In October 2021, DiPiazza appeared at the Special Olympics Florida Champions Gala, held at the Waldorf Astoria Orlando.

In October 2025, DiPiazza performed at a benefit concert supporting the We Are All Music Foundation for mental health with Living Colour at the City Winery in New York City.

She received the President’s Volunteer Service Award in recognition of her community service efforts.

== In literature ==
DiPiazza was referenced in a Time magazine feature examining educational approaches for autistic children, which discussed her early education at the Alpine Learning Group.

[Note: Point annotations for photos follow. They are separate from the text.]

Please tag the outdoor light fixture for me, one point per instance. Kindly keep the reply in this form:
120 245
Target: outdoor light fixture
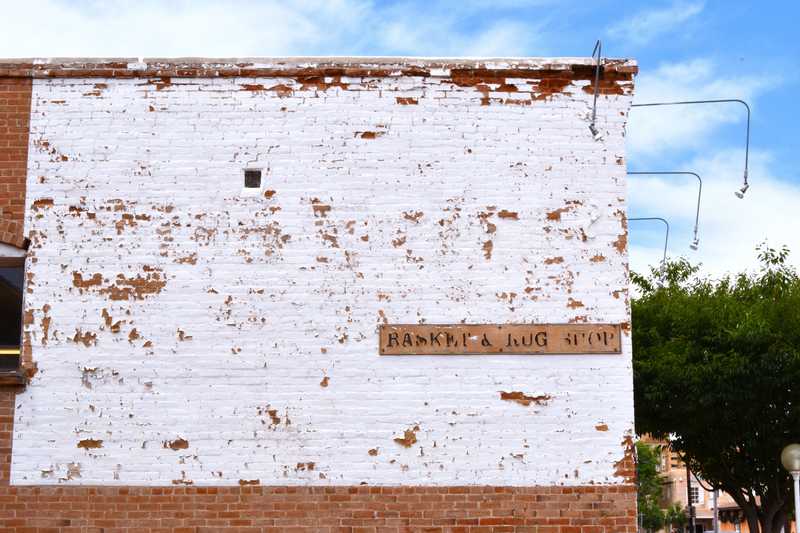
790 457
666 235
695 241
598 49
745 185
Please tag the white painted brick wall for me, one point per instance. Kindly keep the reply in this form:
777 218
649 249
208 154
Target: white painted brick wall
265 322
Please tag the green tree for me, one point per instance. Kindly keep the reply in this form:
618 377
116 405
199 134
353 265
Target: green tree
650 486
717 373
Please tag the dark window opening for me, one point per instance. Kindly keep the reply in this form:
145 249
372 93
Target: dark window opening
252 179
12 274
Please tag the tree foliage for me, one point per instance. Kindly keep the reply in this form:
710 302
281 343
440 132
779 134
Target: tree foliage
717 373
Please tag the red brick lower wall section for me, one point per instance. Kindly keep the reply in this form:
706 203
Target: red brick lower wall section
190 509
600 509
15 111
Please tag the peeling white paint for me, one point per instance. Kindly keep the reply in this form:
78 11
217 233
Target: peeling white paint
264 296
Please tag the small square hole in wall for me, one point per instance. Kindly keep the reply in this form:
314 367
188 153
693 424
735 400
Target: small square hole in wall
252 179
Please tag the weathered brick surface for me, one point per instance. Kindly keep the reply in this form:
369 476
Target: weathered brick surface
200 344
610 509
15 107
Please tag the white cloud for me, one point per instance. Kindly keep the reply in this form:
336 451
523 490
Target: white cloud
687 138
655 131
44 28
648 25
730 228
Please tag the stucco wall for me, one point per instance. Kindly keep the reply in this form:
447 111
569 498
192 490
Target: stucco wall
187 330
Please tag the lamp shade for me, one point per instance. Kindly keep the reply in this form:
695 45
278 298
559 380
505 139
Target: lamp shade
790 457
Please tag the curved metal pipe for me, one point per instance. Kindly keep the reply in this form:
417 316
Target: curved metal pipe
745 185
666 236
696 241
598 50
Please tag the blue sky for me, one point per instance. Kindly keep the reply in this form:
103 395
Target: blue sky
686 49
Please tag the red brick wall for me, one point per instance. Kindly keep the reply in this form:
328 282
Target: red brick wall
320 509
588 509
15 107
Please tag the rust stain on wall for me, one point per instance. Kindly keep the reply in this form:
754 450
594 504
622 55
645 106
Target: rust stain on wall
523 399
281 90
87 338
369 134
413 216
556 214
177 444
42 203
94 281
409 437
625 468
487 249
320 209
574 304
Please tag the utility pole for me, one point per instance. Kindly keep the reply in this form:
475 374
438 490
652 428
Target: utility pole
689 502
716 511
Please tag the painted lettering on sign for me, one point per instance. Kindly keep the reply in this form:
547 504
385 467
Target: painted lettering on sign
476 339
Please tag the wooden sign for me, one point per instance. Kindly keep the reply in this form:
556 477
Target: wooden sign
486 339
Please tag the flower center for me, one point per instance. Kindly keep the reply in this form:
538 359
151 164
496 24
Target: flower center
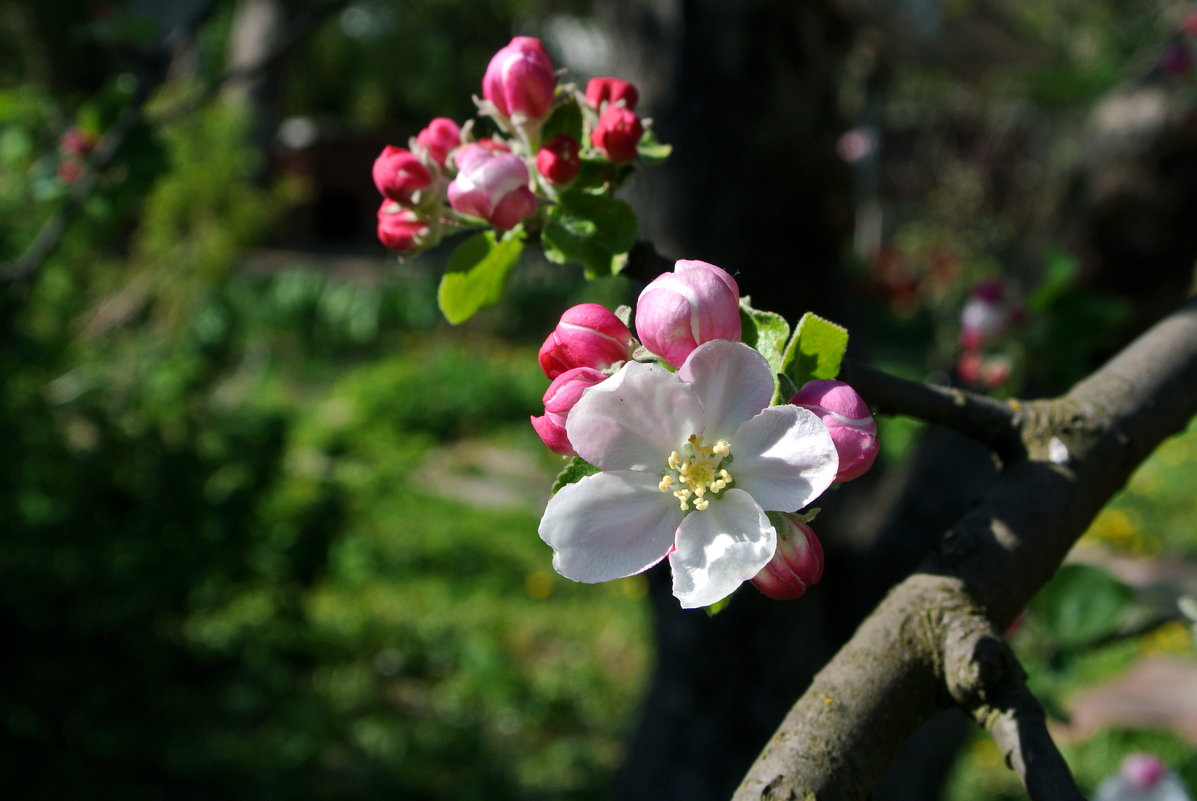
694 472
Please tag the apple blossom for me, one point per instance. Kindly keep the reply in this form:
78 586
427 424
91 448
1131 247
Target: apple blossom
611 90
588 335
986 315
617 134
520 79
559 399
691 461
680 310
492 186
796 564
399 174
402 229
849 422
558 159
439 137
1142 777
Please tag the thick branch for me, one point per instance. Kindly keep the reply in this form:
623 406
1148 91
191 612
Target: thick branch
985 679
990 422
1081 448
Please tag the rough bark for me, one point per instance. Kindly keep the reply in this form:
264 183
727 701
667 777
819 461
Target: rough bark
904 661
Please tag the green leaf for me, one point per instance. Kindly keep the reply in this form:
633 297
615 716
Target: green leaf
477 274
589 230
566 119
1080 605
575 469
651 151
815 351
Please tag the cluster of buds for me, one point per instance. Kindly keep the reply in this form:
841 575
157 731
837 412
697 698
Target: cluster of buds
74 146
448 178
675 313
797 562
1142 777
985 322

DiPiazza’s early development and educational experiences were documented in a 2006 feature in The Bergen Record.

DiPiazza was featured in the book *Autistic Legends Alphabet*, an illustrated alphabet book of notable individuals on the autism spectrum.

DiPiazza's life story was discussed in the preface of the book In a Different Key: The Story of Autism by John Donvan and Caren Zucker.

DiPiazza has been described in academic literature as an autistic savant, with particular emphasis on her exceptional musical abilities.

==Singles==

In 2025, DiPiazza released her debut single, marking the beginning of her recording career.